Changes are coming to police use-of-force policy in Anne Arundel County, Maryland, after a lawsuit was filed against three officers Monday over a 2019 arrest.
The suit, by Daniel Jarrells, of Odenton, claims that county police officers Joshua Shapiro, Daniel Reynolds and Brian Ranck used excessive force when they pulled him and a friend over and arrested him Feb. 14, 2019, in front of his mother’s house in Gambrills.
Video taken by a neighbor and included in the lawsuit shows Jarrells handcuffed and face-down in the road, while an officer kneels on the back of his neck.
“This hurts,” County Executive Steuart Pittman said about the incident during a virtual press briefing Tuesday. “It will hurt our community; I know it’s hurting people in our community right now.”

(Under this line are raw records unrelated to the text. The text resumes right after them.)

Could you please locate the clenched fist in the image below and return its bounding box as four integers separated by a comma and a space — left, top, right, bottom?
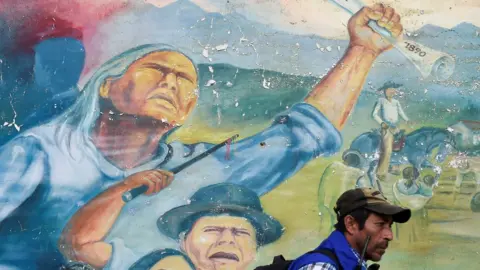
123, 169, 174, 195
348, 3, 403, 55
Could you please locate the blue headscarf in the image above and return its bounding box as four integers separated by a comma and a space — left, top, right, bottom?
128, 248, 195, 270
51, 44, 198, 152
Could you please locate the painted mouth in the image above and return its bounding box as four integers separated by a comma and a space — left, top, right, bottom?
147, 93, 177, 111
209, 252, 239, 261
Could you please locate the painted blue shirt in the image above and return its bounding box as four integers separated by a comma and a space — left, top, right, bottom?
288, 230, 368, 270
0, 102, 342, 269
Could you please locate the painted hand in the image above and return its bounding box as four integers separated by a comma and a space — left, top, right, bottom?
347, 3, 403, 55
123, 169, 174, 195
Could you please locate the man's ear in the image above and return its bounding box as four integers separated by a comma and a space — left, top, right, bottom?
344, 215, 358, 235
99, 77, 114, 98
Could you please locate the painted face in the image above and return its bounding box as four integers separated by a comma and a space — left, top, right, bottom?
102, 51, 198, 125
357, 213, 394, 262
385, 88, 396, 99
182, 215, 257, 270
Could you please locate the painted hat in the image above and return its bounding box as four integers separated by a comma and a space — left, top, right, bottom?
157, 183, 283, 246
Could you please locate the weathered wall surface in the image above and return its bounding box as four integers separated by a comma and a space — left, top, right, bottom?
0, 0, 479, 269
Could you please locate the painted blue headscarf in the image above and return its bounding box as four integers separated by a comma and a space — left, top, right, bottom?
128, 249, 195, 270
51, 44, 198, 149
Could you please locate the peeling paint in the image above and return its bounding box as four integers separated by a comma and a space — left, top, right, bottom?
0, 1, 479, 270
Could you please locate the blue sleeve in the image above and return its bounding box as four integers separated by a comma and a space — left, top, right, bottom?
0, 135, 47, 222
289, 253, 338, 270
212, 102, 342, 195
105, 238, 143, 270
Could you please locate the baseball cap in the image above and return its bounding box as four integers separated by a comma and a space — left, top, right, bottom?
333, 187, 411, 223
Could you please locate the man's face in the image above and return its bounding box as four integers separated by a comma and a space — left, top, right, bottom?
102, 51, 198, 126
357, 213, 393, 262
385, 88, 396, 99
182, 215, 257, 270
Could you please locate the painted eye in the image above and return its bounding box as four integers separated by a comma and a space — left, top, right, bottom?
234, 230, 251, 236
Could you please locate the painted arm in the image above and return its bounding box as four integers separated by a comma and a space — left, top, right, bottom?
203, 4, 404, 196
214, 102, 342, 195
0, 136, 46, 223
59, 170, 173, 268
397, 100, 409, 122
305, 4, 403, 130
372, 100, 384, 125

He added that he and county police Chief Timothy Altomare will be “announcing very soon an addition to our use-of-force policy, where we were not clear enough about the use of a chokehold. And we will be making that change in the next 24 hours and then reviewing that change.”
Pittman said the change will be announced Wednesday night at a special town hall with Altomare, Black police officers and other leaders in the county, at which residents will be able to provide feedback on the changes.

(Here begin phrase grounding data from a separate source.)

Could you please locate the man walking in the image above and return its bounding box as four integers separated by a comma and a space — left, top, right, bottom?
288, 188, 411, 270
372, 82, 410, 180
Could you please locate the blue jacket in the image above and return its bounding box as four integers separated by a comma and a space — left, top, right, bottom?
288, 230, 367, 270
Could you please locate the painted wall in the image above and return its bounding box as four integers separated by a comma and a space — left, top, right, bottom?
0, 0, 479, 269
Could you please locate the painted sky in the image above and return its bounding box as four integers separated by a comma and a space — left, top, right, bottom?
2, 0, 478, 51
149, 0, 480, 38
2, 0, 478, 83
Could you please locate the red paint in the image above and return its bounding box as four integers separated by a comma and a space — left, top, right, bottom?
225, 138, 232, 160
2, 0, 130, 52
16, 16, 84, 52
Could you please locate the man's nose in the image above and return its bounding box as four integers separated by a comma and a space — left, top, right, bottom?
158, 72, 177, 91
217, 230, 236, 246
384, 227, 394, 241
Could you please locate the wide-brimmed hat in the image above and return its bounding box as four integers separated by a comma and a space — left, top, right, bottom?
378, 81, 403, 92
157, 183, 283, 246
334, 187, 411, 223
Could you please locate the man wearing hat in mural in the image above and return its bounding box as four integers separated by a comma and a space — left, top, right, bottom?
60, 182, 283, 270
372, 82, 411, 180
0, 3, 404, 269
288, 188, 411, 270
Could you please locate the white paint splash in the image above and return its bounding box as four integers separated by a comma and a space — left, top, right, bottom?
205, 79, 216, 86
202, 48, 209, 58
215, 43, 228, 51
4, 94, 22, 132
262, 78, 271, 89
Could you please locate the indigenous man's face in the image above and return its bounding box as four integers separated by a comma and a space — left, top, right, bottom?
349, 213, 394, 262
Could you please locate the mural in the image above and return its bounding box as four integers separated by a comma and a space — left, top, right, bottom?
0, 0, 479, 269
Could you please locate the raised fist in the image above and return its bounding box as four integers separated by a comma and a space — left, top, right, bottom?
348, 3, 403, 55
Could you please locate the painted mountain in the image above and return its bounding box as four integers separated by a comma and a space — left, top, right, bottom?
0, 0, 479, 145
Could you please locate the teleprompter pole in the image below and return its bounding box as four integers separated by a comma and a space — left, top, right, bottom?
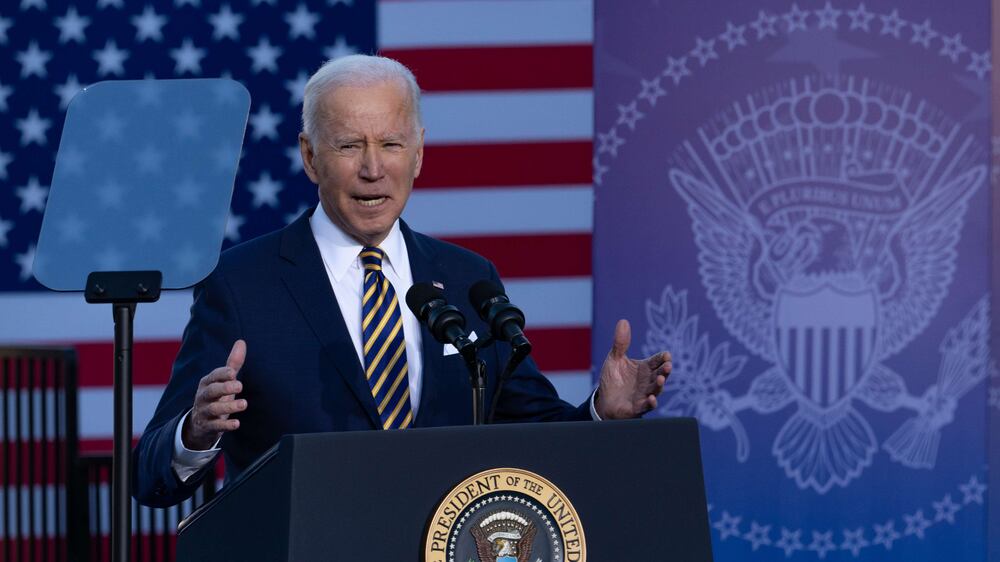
112, 303, 135, 562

Pittman compared the incident to the death of George Floyd at the hands of the Minneapolis police in May, saying, “Thank God the results were very different, and I believe the intent was very different. … However, it’s clearly not the kind of policing that we train, and it’s not the kind of policing that we believe we are doing.”
Jarrells, who is Black, said in the lawsuit that the officers had no reason to pull him and his friend over in February 2019.

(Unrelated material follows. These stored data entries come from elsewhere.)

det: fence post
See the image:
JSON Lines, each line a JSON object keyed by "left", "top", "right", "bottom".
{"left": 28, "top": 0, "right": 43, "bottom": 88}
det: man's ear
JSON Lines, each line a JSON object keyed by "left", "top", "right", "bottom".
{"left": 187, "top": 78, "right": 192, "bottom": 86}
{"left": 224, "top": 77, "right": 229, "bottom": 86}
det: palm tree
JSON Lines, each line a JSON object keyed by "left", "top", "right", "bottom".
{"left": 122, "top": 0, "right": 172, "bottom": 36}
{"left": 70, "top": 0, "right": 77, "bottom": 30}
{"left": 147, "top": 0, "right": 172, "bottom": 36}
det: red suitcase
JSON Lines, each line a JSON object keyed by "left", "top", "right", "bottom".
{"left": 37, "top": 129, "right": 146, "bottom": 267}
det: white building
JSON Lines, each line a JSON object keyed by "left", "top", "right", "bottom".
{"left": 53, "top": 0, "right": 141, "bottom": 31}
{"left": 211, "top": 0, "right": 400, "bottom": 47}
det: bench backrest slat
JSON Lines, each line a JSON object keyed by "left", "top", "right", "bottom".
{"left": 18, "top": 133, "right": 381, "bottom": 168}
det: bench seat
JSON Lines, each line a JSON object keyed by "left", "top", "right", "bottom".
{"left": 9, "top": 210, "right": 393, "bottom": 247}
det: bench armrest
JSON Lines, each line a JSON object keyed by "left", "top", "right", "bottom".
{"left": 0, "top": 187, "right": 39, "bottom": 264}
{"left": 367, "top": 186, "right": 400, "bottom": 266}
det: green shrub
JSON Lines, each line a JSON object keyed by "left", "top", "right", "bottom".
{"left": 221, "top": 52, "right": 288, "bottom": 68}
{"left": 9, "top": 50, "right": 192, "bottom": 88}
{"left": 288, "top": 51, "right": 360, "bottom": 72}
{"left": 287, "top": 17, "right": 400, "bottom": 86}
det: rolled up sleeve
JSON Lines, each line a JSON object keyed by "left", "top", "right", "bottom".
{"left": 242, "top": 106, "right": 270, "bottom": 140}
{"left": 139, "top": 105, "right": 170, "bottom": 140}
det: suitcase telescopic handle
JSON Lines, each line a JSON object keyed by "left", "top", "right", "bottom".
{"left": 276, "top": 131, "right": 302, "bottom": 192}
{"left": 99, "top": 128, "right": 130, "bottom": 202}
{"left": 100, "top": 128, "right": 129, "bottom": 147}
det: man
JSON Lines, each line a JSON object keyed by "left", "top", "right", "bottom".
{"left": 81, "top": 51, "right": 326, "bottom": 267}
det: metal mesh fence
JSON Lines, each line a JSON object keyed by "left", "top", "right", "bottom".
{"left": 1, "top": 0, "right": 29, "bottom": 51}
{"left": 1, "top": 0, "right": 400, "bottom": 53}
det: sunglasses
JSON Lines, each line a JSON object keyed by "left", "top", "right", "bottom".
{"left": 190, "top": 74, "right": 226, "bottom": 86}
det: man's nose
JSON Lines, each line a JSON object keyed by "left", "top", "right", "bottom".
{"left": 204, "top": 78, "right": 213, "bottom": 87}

The suit says that the police followed them for a while, put on their lights and indicated for Jarrells to pull over for no real reason. Jarrells, the suit claims, continued to drive at a low speed for about a quarter-mile to his mother’s house, because he wanted to deal with the police there.
The officers drew their guns on the pair when they did stop, handcuffed Jarrells, put him in a police car, then took him out of the car, and one of the officers knelt on him.
When Jarrells said he couldn’t breathe, one of the officers said, “You can breathe.”
According to the suit, the officers had to write a second report two months after the arrest that contained a reason for pulling the two over. In the second police report, they said they saw Jarrells driving over the speed limit, that he had stopped past a stop sign, and that there were Lyft stickers on the two-door car. Lyft requires vehicles have four doors.
The police also said that during the 2 miles total they followed the car, they learned the owner of the car, who was not Jarrells, had been arrested on weapons charges.
The charges against Jarrells were minor and were dropped, the suit says.
Jarrells is suing for restitution as well as a change in the county police use-of-force policy.
Asked about Pittman’s announcement, Jarrells’ lawyer, Nicholas Bernard, told WTOP, “I can’t comment until I see the language of the change.”
WTOP’s Megan Cloherty contributed to this report.